It was like waiting for the Great Pumpkin at Tranquility Park on Friday, as Occupy Houston anticipated the "imminent arrival" of acclaimed documentary filmmaker Michael Moore, who is currently crisscrossing the country to promote his book, Here Comes Trouble.
The anti-greed group announced on its Facebook page that Moore was expected to show for Friday's 9 a.m. Divestiture March, during which protesters closed accounts at banks involved in the current economic crisis. While the march drew more than 100 participants, the controversial director was nowhere to be found.
Considering his late evening visit to Occupy Denver the night before, Occupy Houston protesters then guessed a sleepy, traveling Moore would appear closer to his scheduled 7:30 p.m. talk and book signing at Brazos Bookstore.
"They ran out of books, so I signed napkins & arms," Michael Moore tweeted of his Brazos Bookstore signing.
But by 9 p.m., the most newsworthy event was a police intervention at Occupy Houston's general assembly meeting, during which occupiers reported a scuffle between a protester and a homeless gentleman.
By 10 p.m., the occupy group retweeted a message reporting that Moore would not be able to visit. The filmmaker later commented on a busy evening at Brazos: "They ran out of books, so I signed napkins & arms."

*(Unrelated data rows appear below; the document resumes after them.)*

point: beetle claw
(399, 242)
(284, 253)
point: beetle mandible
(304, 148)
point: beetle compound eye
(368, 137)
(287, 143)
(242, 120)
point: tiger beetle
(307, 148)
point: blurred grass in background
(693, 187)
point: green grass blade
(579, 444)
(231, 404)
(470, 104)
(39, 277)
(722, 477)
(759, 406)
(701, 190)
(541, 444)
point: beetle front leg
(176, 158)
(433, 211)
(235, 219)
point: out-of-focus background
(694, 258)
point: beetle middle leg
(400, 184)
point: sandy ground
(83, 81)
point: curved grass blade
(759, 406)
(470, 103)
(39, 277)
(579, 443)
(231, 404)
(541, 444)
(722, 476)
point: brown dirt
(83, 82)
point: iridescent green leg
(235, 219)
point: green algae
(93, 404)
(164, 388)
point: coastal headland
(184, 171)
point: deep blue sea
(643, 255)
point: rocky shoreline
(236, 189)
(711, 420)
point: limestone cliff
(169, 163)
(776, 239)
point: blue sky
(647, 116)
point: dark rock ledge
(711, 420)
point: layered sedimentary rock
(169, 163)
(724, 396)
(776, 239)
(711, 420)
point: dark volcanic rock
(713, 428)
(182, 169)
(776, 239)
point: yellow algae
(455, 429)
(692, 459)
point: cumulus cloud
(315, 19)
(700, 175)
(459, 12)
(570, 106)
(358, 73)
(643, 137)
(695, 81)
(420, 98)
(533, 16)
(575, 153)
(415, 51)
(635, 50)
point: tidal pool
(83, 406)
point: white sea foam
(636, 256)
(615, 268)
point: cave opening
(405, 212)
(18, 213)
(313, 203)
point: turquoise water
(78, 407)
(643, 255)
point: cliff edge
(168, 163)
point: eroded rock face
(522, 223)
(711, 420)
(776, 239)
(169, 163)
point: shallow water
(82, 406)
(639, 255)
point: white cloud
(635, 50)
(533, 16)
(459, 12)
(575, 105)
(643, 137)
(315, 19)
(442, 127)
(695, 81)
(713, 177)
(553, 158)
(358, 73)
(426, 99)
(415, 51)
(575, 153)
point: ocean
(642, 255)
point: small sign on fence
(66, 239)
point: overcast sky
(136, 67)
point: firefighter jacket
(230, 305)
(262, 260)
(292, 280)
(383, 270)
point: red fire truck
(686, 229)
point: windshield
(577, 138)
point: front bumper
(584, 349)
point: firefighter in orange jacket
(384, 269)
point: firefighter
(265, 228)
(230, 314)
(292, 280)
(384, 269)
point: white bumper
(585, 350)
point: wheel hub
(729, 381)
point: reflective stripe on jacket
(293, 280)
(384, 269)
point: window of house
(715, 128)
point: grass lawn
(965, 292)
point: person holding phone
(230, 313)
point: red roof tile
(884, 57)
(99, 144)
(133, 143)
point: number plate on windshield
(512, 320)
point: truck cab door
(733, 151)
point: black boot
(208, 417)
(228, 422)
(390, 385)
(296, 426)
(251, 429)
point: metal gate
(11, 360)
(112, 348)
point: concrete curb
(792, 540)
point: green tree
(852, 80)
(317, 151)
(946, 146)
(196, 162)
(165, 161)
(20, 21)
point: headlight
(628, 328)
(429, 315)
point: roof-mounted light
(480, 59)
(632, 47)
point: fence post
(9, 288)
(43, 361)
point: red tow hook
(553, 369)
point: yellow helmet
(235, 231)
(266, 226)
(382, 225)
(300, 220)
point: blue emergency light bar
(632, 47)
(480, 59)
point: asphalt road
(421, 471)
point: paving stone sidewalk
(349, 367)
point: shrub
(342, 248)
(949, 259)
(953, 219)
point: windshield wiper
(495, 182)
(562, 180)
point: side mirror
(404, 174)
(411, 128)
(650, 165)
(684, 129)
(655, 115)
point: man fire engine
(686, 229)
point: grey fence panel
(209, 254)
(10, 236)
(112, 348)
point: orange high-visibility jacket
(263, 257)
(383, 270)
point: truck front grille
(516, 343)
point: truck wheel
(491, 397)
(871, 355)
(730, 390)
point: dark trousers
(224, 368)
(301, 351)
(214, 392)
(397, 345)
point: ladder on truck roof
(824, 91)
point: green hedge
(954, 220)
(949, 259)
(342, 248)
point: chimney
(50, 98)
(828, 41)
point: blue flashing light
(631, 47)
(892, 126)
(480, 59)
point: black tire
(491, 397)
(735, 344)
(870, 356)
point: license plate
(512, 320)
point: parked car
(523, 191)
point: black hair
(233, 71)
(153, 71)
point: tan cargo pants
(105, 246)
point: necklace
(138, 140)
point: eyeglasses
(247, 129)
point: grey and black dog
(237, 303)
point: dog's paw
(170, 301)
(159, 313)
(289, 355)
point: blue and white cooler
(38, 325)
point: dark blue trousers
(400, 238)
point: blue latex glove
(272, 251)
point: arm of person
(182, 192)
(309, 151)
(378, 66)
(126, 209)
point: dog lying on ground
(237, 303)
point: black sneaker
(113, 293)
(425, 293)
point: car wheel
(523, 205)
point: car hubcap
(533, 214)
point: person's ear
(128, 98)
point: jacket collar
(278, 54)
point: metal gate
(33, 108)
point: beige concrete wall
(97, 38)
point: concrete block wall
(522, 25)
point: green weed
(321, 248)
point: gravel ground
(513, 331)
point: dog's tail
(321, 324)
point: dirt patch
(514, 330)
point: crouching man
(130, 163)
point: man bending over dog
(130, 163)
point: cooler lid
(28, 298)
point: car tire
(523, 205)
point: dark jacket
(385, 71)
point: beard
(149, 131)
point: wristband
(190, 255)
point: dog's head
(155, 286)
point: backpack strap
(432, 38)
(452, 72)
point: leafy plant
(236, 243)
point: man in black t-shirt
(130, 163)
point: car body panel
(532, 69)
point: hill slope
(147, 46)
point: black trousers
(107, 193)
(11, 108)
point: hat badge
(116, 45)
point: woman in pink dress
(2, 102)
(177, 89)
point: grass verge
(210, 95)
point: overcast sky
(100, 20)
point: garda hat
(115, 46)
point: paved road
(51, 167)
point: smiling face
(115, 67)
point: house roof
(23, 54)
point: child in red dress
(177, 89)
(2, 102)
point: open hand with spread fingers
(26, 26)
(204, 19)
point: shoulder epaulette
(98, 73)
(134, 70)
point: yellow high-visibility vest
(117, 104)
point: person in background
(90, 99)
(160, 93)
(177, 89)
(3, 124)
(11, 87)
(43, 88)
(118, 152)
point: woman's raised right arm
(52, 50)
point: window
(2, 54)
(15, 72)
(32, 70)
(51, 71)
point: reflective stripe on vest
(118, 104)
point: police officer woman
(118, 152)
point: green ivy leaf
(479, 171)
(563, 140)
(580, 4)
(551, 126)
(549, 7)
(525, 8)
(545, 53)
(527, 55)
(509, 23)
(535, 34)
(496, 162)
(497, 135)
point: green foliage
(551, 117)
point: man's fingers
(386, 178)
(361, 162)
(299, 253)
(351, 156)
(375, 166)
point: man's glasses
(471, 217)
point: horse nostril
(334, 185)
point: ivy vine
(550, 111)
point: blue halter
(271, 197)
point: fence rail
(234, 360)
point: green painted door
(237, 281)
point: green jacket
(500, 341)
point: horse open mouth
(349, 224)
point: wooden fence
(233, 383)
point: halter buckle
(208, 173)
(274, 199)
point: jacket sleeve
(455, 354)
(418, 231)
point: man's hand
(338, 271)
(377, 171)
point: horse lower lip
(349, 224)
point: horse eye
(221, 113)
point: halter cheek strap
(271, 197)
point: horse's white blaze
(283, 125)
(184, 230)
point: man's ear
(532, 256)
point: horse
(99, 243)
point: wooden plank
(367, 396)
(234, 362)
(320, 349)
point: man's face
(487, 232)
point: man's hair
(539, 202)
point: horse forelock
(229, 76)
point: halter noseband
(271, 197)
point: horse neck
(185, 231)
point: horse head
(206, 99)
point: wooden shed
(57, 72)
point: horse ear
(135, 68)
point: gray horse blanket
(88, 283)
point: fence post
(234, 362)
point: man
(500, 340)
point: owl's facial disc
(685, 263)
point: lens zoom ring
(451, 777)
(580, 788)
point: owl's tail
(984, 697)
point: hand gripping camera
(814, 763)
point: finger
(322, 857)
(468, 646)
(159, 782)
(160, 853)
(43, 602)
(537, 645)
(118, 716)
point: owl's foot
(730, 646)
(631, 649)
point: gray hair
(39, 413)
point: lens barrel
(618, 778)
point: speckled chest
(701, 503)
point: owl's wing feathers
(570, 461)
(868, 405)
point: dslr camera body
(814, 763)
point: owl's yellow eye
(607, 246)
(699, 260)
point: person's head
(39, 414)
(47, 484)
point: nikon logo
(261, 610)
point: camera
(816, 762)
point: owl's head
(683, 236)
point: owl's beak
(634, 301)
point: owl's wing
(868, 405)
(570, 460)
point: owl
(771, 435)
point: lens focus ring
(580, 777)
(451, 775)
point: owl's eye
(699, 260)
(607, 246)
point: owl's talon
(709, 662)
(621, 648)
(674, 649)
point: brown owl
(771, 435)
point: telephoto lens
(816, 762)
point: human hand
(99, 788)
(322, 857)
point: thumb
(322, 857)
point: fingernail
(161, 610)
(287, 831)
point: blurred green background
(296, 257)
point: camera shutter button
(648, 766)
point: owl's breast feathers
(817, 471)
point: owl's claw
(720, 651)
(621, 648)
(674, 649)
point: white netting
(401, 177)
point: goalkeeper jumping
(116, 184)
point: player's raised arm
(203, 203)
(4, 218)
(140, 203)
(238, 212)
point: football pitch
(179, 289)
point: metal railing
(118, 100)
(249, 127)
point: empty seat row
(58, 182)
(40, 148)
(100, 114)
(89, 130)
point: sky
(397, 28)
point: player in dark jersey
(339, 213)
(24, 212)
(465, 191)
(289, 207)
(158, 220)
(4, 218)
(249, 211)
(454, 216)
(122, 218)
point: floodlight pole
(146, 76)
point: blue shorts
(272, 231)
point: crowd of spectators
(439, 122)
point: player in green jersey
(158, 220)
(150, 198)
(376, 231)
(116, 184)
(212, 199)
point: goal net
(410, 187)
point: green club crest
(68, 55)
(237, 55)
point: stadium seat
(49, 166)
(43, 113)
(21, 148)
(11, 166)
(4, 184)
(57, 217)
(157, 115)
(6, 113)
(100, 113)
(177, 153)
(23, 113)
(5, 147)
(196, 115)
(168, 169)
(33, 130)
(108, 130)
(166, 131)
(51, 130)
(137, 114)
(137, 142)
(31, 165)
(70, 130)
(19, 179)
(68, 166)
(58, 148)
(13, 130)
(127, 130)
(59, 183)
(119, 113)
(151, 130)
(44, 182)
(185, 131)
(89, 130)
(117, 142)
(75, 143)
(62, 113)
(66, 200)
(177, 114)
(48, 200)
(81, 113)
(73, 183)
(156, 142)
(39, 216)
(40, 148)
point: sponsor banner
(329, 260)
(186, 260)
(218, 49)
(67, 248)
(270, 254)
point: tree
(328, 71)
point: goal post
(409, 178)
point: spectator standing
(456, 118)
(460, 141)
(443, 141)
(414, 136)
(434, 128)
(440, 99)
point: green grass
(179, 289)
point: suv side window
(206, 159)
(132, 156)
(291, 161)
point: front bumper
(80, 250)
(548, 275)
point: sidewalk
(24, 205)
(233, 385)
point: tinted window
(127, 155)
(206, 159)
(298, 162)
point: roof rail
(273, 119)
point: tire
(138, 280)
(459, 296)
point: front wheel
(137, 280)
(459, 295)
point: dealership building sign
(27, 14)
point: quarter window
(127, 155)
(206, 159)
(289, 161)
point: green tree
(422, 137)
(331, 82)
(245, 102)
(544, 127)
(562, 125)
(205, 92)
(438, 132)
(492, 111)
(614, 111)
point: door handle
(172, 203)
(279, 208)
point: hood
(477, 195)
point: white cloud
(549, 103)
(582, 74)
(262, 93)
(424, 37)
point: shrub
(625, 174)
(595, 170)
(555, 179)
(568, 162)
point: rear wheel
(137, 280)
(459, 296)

Nevertheless, the Divestiture March proved to be one of Occupy Houston's most well-attended events since the campaign launched more than four weeks ago. The march garnered considerable attention, dragging several television news crews and scores of police officers through downtown Houston. With signs and megaphones, occupiers walked to four high-rise buildings holding Bank of America, JPMorgan Chase, Wells Fargo and Amegy bank branches.
Protesters closed active accounts at the national banks and shifted money to what the group calls "people-driven" local banks and credit unions. A credit card cutting ceremony followed the march.